Gli africani, la prima risorsa del continente

Jean-Baptiste Sourou, affrontando il tema dell'immigrazione nel suo libro Affondo, apre uno sguardo più vasto sulla realtà dell'Africa. In dialogo con l'autore.
Sourou

«Noi africani emigrati abbiamo la grazia di poter essere qui: per questo dobbiamo farci portavoce, indipendentemente dal Paese da cui proveniamo, dei nostri fratelli che stanno soffrendo». Jean-Baptiste Sourou, docente universitario a Roma originario del Benin, è stato animato anche da questa intenzione – oltre che dal suo lavoro come giornalista – nello scrivere il libro Affondo (Ed. San Paolo). Uscito lo scorso 1 marzo, è il frutto del suo vissuto a fianco degli immigrati e delle sue corrispondenze da Lampedusa per vari media sin dall’estate del 2003: i fatti di questi giorni, tuttavia, lo rendono di estrema attualità. Ne parliamo con l’autore.

 

 

Lei ha iniziato a scrivere il libro nel 2005: che cosa è cambiato in questi anni, anche alla luce degli ultimi avvenimenti?

 

«Ho scritto la prima parte nel 2005, e la seconda nel gennaio del 2010. Dopo le mie corrispondenze sull’immigrazione, mi sono sentito molto scoraggiato di fronte ad un’ipocrisia troppo grande in vari ambiti: com’è possibile che i media ne parlino soltanto quando ci sono dei morti?

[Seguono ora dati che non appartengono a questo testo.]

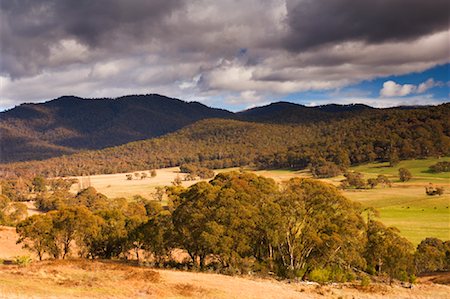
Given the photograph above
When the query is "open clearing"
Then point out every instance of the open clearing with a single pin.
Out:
(404, 205)
(97, 279)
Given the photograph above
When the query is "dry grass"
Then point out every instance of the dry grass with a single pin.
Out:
(108, 279)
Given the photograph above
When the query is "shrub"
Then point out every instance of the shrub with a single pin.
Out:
(440, 167)
(23, 260)
(365, 281)
(404, 174)
(320, 275)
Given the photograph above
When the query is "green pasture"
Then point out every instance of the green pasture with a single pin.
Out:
(406, 205)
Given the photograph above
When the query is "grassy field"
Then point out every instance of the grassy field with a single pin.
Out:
(404, 205)
(108, 279)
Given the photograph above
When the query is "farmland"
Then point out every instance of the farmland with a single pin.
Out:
(106, 279)
(405, 205)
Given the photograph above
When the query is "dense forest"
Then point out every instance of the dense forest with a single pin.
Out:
(237, 223)
(369, 135)
(70, 124)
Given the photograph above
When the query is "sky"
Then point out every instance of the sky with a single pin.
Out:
(228, 54)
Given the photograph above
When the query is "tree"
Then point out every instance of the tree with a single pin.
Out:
(353, 180)
(11, 212)
(319, 227)
(177, 181)
(112, 239)
(321, 168)
(384, 180)
(36, 234)
(404, 174)
(155, 236)
(74, 224)
(190, 217)
(387, 252)
(430, 256)
(443, 166)
(159, 193)
(372, 182)
(39, 184)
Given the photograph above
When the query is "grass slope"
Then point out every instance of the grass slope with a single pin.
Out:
(405, 205)
(97, 279)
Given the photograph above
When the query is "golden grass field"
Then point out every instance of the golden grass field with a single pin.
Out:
(108, 279)
(405, 205)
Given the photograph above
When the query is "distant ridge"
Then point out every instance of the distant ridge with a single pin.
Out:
(69, 124)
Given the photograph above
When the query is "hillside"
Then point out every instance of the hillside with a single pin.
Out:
(96, 279)
(290, 113)
(68, 124)
(380, 135)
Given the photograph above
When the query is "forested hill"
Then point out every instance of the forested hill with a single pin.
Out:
(67, 124)
(285, 112)
(70, 124)
(388, 134)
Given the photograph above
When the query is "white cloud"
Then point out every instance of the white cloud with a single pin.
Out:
(430, 83)
(393, 89)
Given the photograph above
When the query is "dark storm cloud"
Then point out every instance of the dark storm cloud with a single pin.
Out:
(30, 28)
(316, 22)
(202, 49)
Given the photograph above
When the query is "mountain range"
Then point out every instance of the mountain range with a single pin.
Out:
(70, 124)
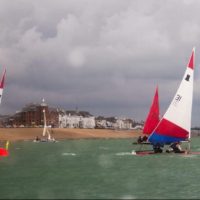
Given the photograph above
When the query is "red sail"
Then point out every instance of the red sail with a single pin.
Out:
(153, 116)
(3, 152)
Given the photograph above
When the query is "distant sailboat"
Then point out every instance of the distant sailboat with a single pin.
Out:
(152, 119)
(3, 151)
(2, 85)
(175, 126)
(46, 128)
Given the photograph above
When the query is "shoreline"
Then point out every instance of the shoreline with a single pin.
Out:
(26, 134)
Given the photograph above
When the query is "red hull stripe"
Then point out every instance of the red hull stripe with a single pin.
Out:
(167, 128)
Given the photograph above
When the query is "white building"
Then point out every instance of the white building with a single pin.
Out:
(72, 119)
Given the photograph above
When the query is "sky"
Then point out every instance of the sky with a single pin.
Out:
(101, 56)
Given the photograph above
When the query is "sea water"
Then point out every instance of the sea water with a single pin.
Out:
(96, 169)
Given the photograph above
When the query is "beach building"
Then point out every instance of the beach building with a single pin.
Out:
(113, 123)
(76, 119)
(31, 115)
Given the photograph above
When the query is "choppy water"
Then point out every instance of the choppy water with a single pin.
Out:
(96, 169)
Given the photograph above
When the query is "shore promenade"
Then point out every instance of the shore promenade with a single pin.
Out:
(15, 134)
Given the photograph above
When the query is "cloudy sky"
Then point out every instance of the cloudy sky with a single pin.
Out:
(103, 56)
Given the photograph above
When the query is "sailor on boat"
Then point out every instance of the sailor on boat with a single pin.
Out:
(175, 147)
(141, 139)
(157, 148)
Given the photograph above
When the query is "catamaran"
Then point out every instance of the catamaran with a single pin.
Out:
(175, 125)
(3, 151)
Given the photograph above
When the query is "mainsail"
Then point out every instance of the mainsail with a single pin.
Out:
(176, 123)
(152, 119)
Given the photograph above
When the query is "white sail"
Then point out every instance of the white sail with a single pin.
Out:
(176, 122)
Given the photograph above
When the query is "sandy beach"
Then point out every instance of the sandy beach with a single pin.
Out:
(15, 134)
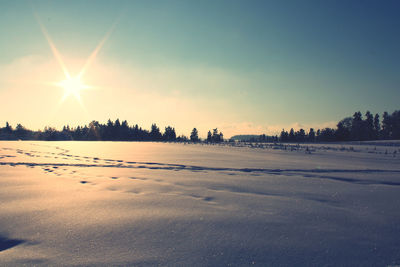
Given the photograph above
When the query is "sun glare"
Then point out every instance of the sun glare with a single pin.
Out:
(73, 86)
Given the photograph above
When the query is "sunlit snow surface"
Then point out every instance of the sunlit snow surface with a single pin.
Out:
(147, 204)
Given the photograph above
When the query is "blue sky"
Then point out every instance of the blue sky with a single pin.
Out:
(242, 66)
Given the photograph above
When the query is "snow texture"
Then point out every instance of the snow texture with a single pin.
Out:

Che cosa fanno i decisori politici, sia in Europa che in Africa, perché questo non accada? L’Unione Europea ha attivato il servizio Frontex per difendere i propri confini, e chiesto agli Stati africani di cooperare per fermare i flussi: l’Italia stessa, oltre al noto accordo con la Libia, ne ha stipulato uno con il Ghana (ed il Niger). Ma si è fatto ben poco per trovare meccanismi che aiutino la gente sul posto, ad esempio sostenendo l’agricoltura e l’artigianato, e il commercio dei prodotti locali a prezzi equi».

 

 

Nel suo libro, oltre che delle “colpe dell’Europa”, parla dei “silenzi dell’Africa”: sono dei silenzi subìti o dei silenzi “colpevoli”?

 

«L’Africa avrebbe dovuto parlare e non l’ha fatto. È vero che l’Europa non accoglie: ma chi è che costringe gli africani ad andarsene se non i dirigenti africani stessi, che troppo spesso attuano politiche non rivolte al bene di chi li ha eletti ? A mio avviso, enti come l’Unione Africana o altre organizzazioni regionali non hanno mai affrontato seriamente questo problema. L’assenza politica non c’è solo da parte dell’Europa, ma anche dell’Africa stessa. Lo trovo scandaloso».

 

 

Molto spesso sui nostri media sono degli europei a parlare di Africa: che cosa avrebbero da dire, invece, gli africani?

 

«Purtroppo i media europei si fanno passare per amici dell’Africa in maniera del tutto stereotipica, interpellando questo o quell’esperto che ha fatto qualche ricerca sul continente. Pochi invece cercano gli africani, che sono capaci di raccontare meglio la propria realtà: se si vuole davvero conoscere l’Africa, bisogna chiedere a loro. Che, se potessero parlare, direbbero: lasciateci realizzare i nostri sogni come crediamo sia meglio per noi, senza imporci i vostri modelli o i vostri interessi. La solidarietà è importante, perché nessuno fa niente da solo: ma gli africani, soprattutto i giovani, devono continuare a credere di essere capaci di molto, e puntare i piedi contro ciò che non aiuta la loro gente. In questo senso il mio libro non è solo una denuncia, ma anche un invito a riscoprire che la prima risorsa dell’Africa sono gli africani stessi».